Smart Economy

Tech

Meta considers major layoffs as AI investment costs rise

SE24 Desk

 Published: 12:44, 15 March 2026

Meta considers major layoffs as AI investment costs rise

Meta is planning sweeping job cuts that could affect 20 percent or more of its workforce as the company seeks to offset the growing costs of artificial intelligence infrastructure and improve efficiency through AI-assisted work, according to sources familiar with the matter.

No final decision has been made on the scale or timing of the layoffs, but senior executives have recently informed other company leaders to begin planning workforce reductions, the sources said.

A Meta spokesperson described the reports as speculative and declined to confirm specific plans.

If the company proceeds with layoffs of around 20 percent, it would mark the largest workforce reduction since Meta’s restructuring in 2022 and 2023, which the company described as its “year of efficiency.” Meta had nearly 79,000 employees at the end of December, according to its latest regulatory filing.

In November 2022, Meta laid off about 11,000 workers, roughly 13 percent of its staff at the time.
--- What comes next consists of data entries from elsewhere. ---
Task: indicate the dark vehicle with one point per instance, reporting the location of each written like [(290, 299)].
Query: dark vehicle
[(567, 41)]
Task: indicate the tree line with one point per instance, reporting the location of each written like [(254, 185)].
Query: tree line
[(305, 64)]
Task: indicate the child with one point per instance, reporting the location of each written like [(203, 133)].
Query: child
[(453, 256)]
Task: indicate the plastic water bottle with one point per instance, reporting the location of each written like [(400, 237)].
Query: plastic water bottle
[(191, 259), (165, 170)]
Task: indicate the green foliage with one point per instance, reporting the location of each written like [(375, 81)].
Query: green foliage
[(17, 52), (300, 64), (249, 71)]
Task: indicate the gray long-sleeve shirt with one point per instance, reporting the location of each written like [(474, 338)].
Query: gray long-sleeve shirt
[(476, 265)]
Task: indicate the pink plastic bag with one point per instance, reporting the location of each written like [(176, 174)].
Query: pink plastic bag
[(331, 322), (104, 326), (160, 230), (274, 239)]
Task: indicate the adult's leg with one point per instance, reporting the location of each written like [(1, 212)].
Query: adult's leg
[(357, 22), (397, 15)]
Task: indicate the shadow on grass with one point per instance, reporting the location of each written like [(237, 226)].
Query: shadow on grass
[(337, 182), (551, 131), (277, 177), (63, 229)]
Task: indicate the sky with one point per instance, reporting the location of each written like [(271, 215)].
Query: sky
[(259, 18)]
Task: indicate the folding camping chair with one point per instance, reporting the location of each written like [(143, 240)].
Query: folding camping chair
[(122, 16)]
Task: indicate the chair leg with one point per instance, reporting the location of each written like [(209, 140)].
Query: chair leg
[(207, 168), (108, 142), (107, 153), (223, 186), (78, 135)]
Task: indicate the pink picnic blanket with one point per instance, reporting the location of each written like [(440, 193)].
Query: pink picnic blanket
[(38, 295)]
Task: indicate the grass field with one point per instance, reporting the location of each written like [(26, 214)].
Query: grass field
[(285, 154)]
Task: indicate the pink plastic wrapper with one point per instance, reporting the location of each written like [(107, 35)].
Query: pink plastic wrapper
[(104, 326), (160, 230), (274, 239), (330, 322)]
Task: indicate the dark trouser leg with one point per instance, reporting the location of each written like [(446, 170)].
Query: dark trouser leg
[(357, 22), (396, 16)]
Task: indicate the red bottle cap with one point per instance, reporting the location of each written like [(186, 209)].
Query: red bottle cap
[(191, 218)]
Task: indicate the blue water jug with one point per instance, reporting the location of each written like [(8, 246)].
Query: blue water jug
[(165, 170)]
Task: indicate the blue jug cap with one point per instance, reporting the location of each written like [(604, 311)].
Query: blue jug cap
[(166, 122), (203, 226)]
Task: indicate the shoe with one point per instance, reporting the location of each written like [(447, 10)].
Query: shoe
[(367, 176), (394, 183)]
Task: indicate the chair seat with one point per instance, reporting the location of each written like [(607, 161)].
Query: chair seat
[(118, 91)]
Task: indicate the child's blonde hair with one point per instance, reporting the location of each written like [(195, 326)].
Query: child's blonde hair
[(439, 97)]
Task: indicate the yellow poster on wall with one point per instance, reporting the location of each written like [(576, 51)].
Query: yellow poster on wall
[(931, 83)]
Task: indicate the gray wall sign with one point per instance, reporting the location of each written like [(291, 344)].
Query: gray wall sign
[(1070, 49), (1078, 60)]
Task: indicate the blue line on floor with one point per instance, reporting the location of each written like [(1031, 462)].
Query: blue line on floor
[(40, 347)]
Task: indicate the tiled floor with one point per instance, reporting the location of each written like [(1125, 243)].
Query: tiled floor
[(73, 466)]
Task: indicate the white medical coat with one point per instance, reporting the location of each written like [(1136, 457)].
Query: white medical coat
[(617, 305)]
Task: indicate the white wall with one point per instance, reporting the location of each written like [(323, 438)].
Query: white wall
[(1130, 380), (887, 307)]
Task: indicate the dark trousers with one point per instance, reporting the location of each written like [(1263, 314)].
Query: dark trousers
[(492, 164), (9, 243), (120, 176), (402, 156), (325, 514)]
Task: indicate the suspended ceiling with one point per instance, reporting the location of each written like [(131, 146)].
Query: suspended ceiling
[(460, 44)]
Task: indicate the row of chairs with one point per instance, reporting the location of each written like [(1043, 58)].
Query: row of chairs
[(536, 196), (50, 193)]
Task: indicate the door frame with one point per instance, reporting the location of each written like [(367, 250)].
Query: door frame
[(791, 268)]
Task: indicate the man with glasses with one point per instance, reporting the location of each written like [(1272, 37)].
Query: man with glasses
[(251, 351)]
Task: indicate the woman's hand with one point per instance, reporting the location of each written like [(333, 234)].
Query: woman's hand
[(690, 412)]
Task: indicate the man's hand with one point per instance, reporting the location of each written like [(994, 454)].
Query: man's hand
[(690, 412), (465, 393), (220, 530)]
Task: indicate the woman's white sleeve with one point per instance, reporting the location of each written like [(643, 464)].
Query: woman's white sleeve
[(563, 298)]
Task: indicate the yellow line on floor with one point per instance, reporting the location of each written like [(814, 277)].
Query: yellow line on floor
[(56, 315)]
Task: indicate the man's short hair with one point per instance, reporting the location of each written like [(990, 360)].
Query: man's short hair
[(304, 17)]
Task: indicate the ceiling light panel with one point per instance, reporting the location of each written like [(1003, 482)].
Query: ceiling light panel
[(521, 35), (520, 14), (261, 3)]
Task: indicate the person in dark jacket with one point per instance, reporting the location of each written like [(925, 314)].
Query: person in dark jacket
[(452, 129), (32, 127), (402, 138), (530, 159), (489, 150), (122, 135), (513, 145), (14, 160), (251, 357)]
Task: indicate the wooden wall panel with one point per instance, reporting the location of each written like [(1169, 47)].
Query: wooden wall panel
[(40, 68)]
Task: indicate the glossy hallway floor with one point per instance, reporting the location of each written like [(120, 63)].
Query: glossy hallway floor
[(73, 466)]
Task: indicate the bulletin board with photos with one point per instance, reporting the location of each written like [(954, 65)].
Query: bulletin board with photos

About four months later, the company announced an additional 10,000 job cuts.

Over the past year, Chief Executive Mark Zuckerberg has pushed the company to accelerate its efforts in generative AI. Meta has offered large compensation packages to recruit top AI researchers for a new superintelligence team.

The company has also outlined plans to invest up to 600 billion dollars in building data centers by 2028. It recently acquired the AI-focused social networking platform Moltbook and is reportedly spending at least 2 billion dollars to purchase the Chinese AI startup Manus.

Zuckerberg has suggested that AI is already improving productivity, saying earlier this year that projects that once required large teams can now sometimes be handled by a single highly skilled worker.

Meta’s strategy reflects a broader trend across the technology sector, where companies are restructuring their workforces as AI tools become more capable. Earlier this year, Amazon confirmed plans to cut around 16,000 jobs, while fintech company Block also significantly reduced its staff, citing the increasing efficiency enabled by AI systems.

Meta’s AI push follows challenges with its Llama 4 models last year, including criticism over benchmark results and the cancellation of the largest version of the model. The company’s new superintelligence team is now working on a model called Avocado in an effort to strengthen its position in the AI race.